Tuesday 8 March 2011

1st March

On the first of March in Bulgaria we have a national custom, called Grandma March. In that day we give each others something called 'martenichka'(the picture on top). It is red and white threads entrapped together. We give them for health, and take them off,  when we see stork or when is the first day of the spring and put them on blossomed tree. These things are symbol of the ending of the winter and the beginning of the spring. I  and my  family does that custom every year since I was kid. This year because I am here I could not put 'martenichka' on my arm because simply they do not have here, so my mother send me a package from Bulgaria, but she sent it a little late so it was not here on the first of March, but the important thing is that I received it.

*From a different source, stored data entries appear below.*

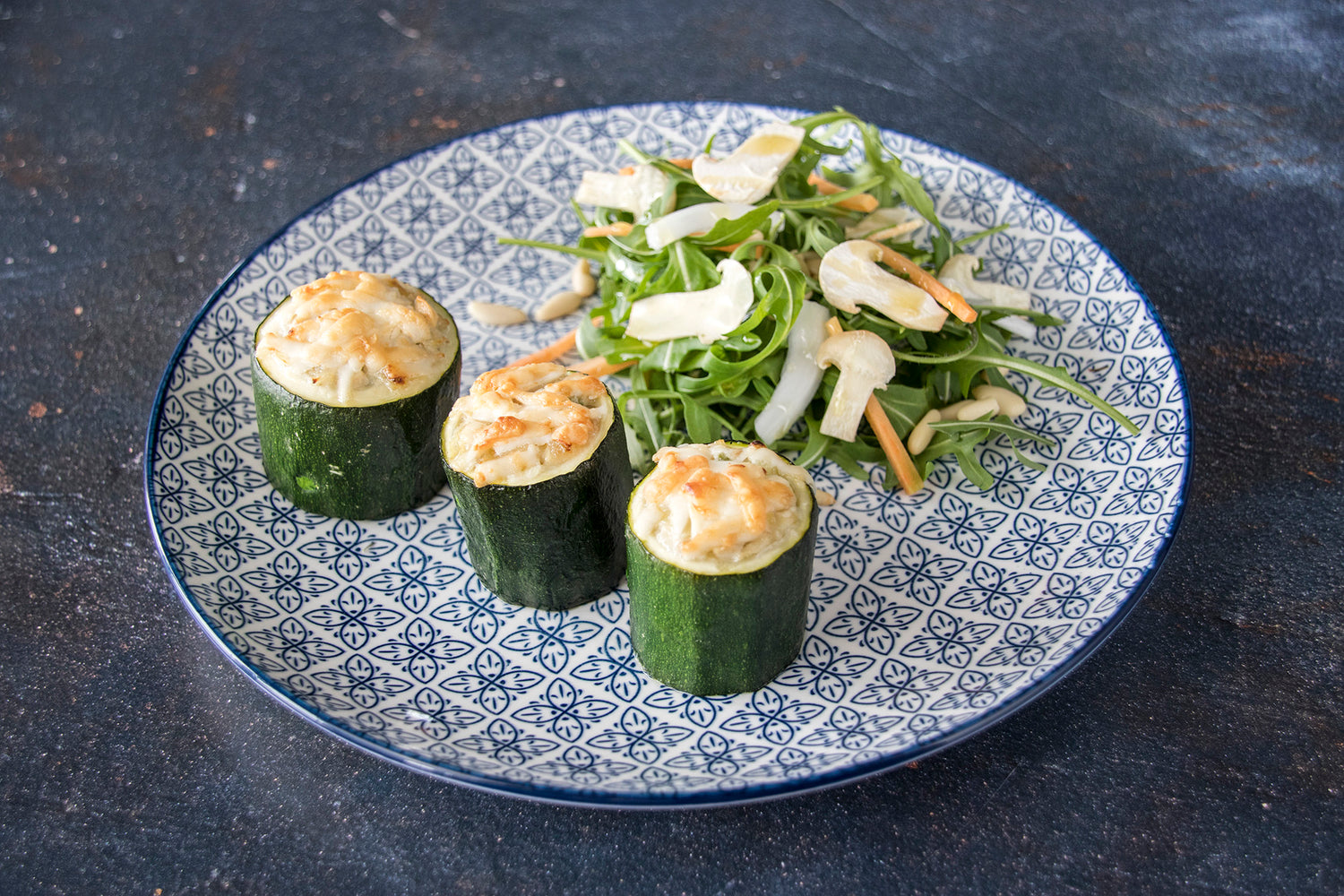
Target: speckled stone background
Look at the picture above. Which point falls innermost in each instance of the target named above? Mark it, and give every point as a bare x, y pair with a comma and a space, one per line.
145, 148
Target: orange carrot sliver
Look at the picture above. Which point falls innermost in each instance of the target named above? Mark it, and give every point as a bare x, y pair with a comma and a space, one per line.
615, 228
553, 351
863, 202
599, 367
892, 447
927, 282
887, 438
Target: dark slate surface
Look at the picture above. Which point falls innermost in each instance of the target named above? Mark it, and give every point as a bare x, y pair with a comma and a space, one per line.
145, 148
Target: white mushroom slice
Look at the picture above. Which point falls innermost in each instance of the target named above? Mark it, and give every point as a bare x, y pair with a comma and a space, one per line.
800, 375
959, 274
693, 220
633, 193
866, 363
849, 277
886, 220
709, 314
749, 174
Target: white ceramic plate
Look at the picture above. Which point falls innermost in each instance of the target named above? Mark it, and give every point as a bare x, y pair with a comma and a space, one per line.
930, 618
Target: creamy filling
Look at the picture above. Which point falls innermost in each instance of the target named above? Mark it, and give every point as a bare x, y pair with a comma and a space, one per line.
720, 508
355, 339
527, 424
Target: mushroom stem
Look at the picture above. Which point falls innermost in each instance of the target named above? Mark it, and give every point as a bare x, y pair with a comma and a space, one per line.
900, 462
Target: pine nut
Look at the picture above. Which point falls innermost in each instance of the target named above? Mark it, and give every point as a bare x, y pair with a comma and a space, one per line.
951, 411
581, 279
978, 409
922, 433
558, 306
1010, 403
496, 314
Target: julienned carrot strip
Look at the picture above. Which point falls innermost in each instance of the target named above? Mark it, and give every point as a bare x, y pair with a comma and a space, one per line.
550, 352
927, 282
599, 367
892, 447
887, 438
615, 228
863, 202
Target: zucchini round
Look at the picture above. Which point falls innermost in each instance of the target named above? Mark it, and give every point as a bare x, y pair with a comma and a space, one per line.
556, 543
355, 462
709, 633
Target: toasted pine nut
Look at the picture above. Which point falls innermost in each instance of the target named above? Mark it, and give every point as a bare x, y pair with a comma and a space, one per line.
978, 409
558, 306
922, 435
951, 411
496, 314
581, 279
615, 228
1010, 403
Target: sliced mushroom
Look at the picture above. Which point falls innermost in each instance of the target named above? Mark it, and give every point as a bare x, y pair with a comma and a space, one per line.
959, 274
866, 363
800, 375
707, 314
750, 171
633, 193
849, 277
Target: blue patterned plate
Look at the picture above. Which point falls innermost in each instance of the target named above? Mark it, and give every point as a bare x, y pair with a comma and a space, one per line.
932, 616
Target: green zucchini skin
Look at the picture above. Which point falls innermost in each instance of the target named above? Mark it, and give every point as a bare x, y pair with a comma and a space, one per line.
717, 634
354, 462
553, 544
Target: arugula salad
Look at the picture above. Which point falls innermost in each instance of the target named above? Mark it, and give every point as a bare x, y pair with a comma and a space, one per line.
765, 296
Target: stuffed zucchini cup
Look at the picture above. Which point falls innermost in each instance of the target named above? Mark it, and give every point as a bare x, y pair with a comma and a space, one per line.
354, 375
540, 473
719, 549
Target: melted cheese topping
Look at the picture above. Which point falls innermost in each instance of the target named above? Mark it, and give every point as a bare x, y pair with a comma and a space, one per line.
720, 508
527, 424
355, 339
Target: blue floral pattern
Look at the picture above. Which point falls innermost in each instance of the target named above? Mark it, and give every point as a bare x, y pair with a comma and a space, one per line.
927, 613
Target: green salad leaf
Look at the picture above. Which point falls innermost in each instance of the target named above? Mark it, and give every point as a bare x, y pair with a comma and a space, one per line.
683, 390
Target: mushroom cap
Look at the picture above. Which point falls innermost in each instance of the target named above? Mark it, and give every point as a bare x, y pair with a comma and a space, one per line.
750, 171
851, 276
860, 354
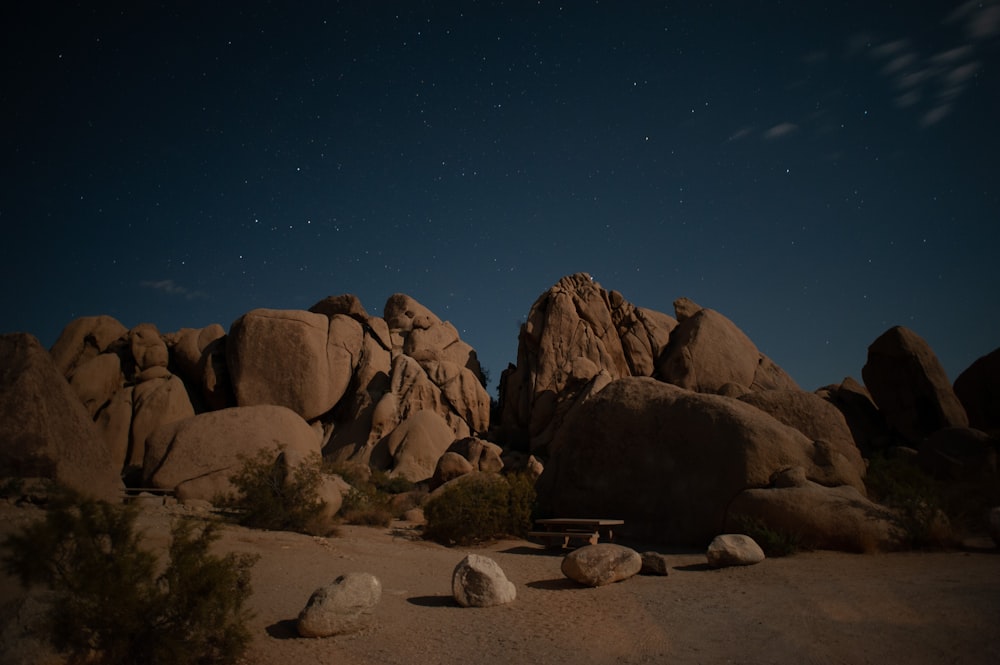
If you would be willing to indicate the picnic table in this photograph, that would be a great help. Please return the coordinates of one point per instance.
(559, 531)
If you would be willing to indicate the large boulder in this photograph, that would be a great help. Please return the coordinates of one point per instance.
(868, 427)
(978, 388)
(910, 386)
(478, 581)
(197, 455)
(811, 415)
(292, 358)
(601, 564)
(669, 461)
(155, 402)
(707, 352)
(345, 606)
(837, 518)
(578, 337)
(733, 549)
(412, 450)
(96, 380)
(45, 431)
(411, 361)
(83, 339)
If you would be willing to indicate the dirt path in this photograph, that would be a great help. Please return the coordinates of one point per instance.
(814, 607)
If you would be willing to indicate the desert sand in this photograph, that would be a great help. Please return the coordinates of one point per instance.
(812, 607)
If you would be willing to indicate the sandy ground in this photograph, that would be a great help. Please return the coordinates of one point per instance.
(813, 607)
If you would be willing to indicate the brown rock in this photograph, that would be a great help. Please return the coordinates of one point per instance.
(837, 518)
(449, 466)
(601, 564)
(707, 351)
(148, 348)
(978, 388)
(290, 358)
(868, 427)
(415, 446)
(733, 549)
(577, 336)
(811, 415)
(97, 380)
(668, 461)
(83, 339)
(909, 385)
(959, 453)
(45, 429)
(197, 455)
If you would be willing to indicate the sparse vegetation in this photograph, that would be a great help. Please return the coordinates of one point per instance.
(775, 543)
(270, 496)
(481, 509)
(370, 501)
(110, 607)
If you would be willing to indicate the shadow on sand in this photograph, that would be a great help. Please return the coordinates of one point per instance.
(433, 601)
(284, 630)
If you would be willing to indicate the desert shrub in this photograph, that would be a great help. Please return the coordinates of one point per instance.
(109, 606)
(367, 505)
(270, 497)
(915, 496)
(370, 501)
(774, 542)
(481, 508)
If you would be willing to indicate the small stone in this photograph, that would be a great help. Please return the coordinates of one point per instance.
(654, 563)
(733, 549)
(345, 606)
(478, 581)
(600, 564)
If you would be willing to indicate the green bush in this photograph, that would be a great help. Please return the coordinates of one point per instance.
(109, 605)
(481, 508)
(270, 497)
(917, 498)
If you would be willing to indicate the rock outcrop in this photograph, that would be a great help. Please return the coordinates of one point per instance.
(733, 549)
(811, 415)
(292, 358)
(910, 387)
(669, 461)
(478, 581)
(578, 338)
(836, 518)
(46, 431)
(196, 456)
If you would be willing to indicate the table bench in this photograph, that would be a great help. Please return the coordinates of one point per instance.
(559, 531)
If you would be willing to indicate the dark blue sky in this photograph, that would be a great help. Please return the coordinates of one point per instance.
(817, 172)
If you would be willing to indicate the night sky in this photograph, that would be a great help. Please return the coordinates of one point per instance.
(815, 171)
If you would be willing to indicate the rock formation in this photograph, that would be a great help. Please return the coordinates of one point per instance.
(910, 387)
(601, 564)
(197, 455)
(45, 430)
(669, 461)
(478, 581)
(707, 352)
(345, 606)
(978, 389)
(577, 336)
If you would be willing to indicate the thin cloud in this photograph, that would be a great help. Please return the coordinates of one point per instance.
(170, 287)
(781, 130)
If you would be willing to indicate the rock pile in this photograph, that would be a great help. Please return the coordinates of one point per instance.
(677, 424)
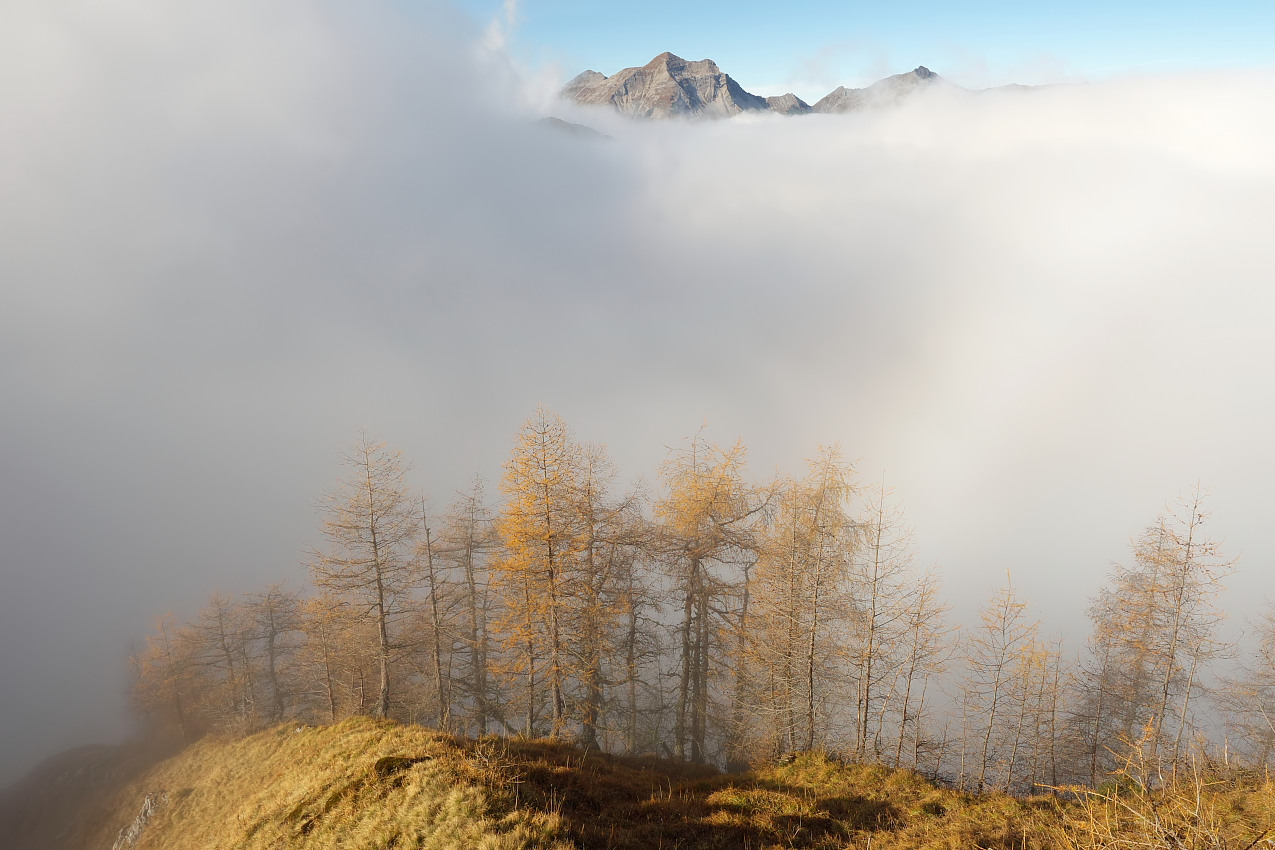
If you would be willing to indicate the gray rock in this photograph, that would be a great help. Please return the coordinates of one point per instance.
(667, 86)
(885, 92)
(788, 105)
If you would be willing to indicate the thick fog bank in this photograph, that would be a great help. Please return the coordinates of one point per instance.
(232, 236)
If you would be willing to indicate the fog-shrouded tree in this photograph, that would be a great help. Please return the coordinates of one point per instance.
(276, 618)
(537, 566)
(800, 602)
(1248, 697)
(371, 529)
(467, 542)
(709, 532)
(996, 658)
(1154, 627)
(925, 649)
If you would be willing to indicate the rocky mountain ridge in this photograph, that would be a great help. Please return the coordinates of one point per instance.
(670, 86)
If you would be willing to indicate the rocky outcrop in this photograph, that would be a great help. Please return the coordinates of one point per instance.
(667, 86)
(670, 86)
(885, 92)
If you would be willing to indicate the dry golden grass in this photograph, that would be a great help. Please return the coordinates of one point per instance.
(356, 785)
(370, 784)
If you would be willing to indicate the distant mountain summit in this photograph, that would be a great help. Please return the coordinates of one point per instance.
(671, 86)
(880, 93)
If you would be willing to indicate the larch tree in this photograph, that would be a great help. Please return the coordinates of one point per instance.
(467, 542)
(1154, 626)
(274, 616)
(1248, 697)
(708, 519)
(995, 662)
(371, 529)
(800, 598)
(927, 646)
(539, 529)
(891, 612)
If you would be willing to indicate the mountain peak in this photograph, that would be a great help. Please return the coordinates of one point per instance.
(671, 86)
(666, 86)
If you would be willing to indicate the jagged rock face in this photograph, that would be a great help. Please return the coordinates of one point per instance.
(670, 86)
(788, 105)
(880, 93)
(667, 86)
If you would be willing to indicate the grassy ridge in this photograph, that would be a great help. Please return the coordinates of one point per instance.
(365, 784)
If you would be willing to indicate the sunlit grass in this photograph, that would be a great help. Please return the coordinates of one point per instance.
(365, 784)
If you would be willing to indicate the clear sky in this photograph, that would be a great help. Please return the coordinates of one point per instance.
(811, 46)
(233, 233)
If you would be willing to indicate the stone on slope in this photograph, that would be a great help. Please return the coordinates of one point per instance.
(787, 105)
(885, 92)
(667, 86)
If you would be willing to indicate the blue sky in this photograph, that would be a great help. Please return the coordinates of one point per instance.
(811, 46)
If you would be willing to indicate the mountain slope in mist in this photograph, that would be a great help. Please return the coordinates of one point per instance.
(670, 86)
(376, 784)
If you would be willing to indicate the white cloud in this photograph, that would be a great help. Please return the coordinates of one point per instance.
(230, 237)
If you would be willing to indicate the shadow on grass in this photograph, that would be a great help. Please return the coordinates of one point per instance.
(617, 803)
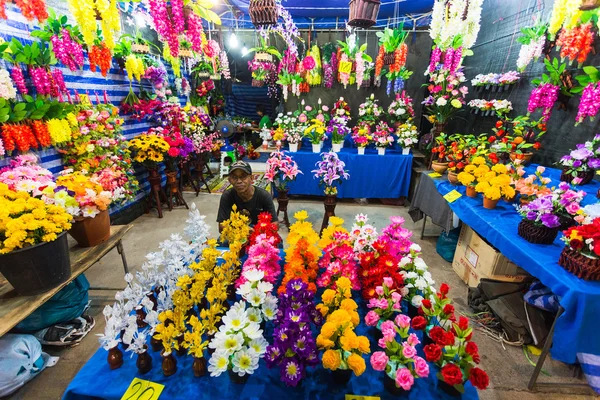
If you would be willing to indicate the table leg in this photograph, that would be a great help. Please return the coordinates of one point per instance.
(122, 253)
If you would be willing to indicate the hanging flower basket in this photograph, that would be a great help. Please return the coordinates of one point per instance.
(585, 176)
(263, 12)
(363, 13)
(580, 265)
(536, 234)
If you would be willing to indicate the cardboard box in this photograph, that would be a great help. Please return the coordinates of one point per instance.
(475, 259)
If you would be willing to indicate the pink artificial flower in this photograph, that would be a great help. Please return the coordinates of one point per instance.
(404, 379)
(403, 321)
(379, 360)
(421, 367)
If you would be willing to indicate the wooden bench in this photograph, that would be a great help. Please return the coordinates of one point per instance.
(15, 308)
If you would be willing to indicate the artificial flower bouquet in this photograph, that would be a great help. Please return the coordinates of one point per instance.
(580, 165)
(370, 111)
(256, 292)
(294, 348)
(239, 344)
(26, 221)
(361, 134)
(149, 150)
(281, 170)
(382, 135)
(399, 359)
(581, 255)
(456, 356)
(330, 172)
(540, 221)
(401, 109)
(362, 235)
(91, 197)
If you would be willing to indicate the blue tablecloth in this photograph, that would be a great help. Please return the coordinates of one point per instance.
(577, 329)
(371, 175)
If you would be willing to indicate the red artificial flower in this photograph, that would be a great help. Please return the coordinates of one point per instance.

The reason why I am writing all that explanation is because that custom is important to me and that is the first year that I am so away from home and can not celebrate it and it remind me of home. So I waited with impatience for that package to come and it did it was jouful for me to unpack everything and to find some suprises that I did not expect. The second picture is of all the 'martenicki' that I received. I am really happy that even away from home I can 'celebrate' it and to give 'martenicki' to the others here, too.